En ce début de XXIe siècle, l'immigration a donc diffusé dans toutes les strates de la société.
Le visage de la France a continué à se transformer, accueillant plus d'immigrés, d'origines plus diverses, Afrique subsaharienne, Turquie ou Chine. Il n'y a désormais pas un secteur professionnel ou artistique qui n'ait inclus des noms à consonance arabe. Mais dans le même temps, la paupérisation et la relégation spatiale que subissent les banlieues sont des fractures vécues de plein fouet.
De plus, depuis les attentats du 11-Septembre, un climat de suspicion collective semble s'être installé. L'actualité internationale présente l'islam comme un danger et, désormais, nombreux sont les Français qui le regardent comme tel. Comme le note le sociologue Stéphane Beaud, "le club France s'est rétréci". "La société française est dans cette tension entre sa réalité multiculturelle et la tentation du repli national qui construit les difficultés d'adaptation des immigrés et focalise sur la menace supposée de l'islam", renchérit le sociodémographe Patrick Simon. Deux phénomènes témoignent douloureusement de cette crispation : le rejet des musulmans et les discriminations raciales.
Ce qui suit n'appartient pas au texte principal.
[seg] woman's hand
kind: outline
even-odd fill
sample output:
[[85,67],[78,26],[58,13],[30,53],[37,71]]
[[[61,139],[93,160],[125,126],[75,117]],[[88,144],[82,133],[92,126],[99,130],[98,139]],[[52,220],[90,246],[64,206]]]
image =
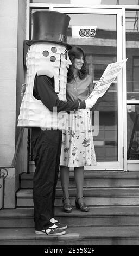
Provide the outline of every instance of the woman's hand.
[[87,99],[85,100],[86,108],[92,108],[92,107],[96,104],[97,98],[96,97],[92,97],[91,99]]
Une barrière à l'embauche s'est confirmée dans les bassins d'emploi : les jeunes sont pénalisés au faciès ou lorsqu'ils portent un nom à consonance étrangère. "Alors que, pour eux, il va de soi qu'ils veulent vivre dans la société française, ils continuent d'être renvoyés à leur origine. Des décennies après, on recueille toujours, à travers leur histoire, des épisodes discriminatoires envers eux-mêmes ou leurs proches", témoigne la sociologue Emmanuelle Santelli.
La France fait comme si l'égalité était un acquis, puisque ce principe est affiché depuis plus de trente ans. Mais ce discours n'est plus audible tant les pratiques sont discriminatoires, particulièrement pour les plus diplômés.
Selon une enquête du Bureau international du travail (2007), 4 employeurs sur 5 choisissent, à diplôme égal, un candidat d'origine métropolitaine de préférence à un candidat d'origine maghrébine ou noire. "Si les discriminations augmentent, c'est parce que, du côté des 'majoritaires', des élites administratives et politiques, on a un refus de l'égalité", analyse Abdellali Hajjat.
"L'égalité est perçue comme inaccessible, un privilège de certains, les autochtones ", relate Nacira Guénif, sociologue à l'université Paris-VIII. "Depuis trente ans qu'elle se répète, la structure inégalitaire s'est durcie : les jeunes d'aujourd'hui grandissent dans une société racialisée", analyse Patrick Simon. Une raison, aux yeux de ces observateurs, pour que ces jeunes descendants d'immigrés ne veuillent plus entendre parler d'intégration ou d'égalité des chances. Ils veulent qu'on leur fasse une place.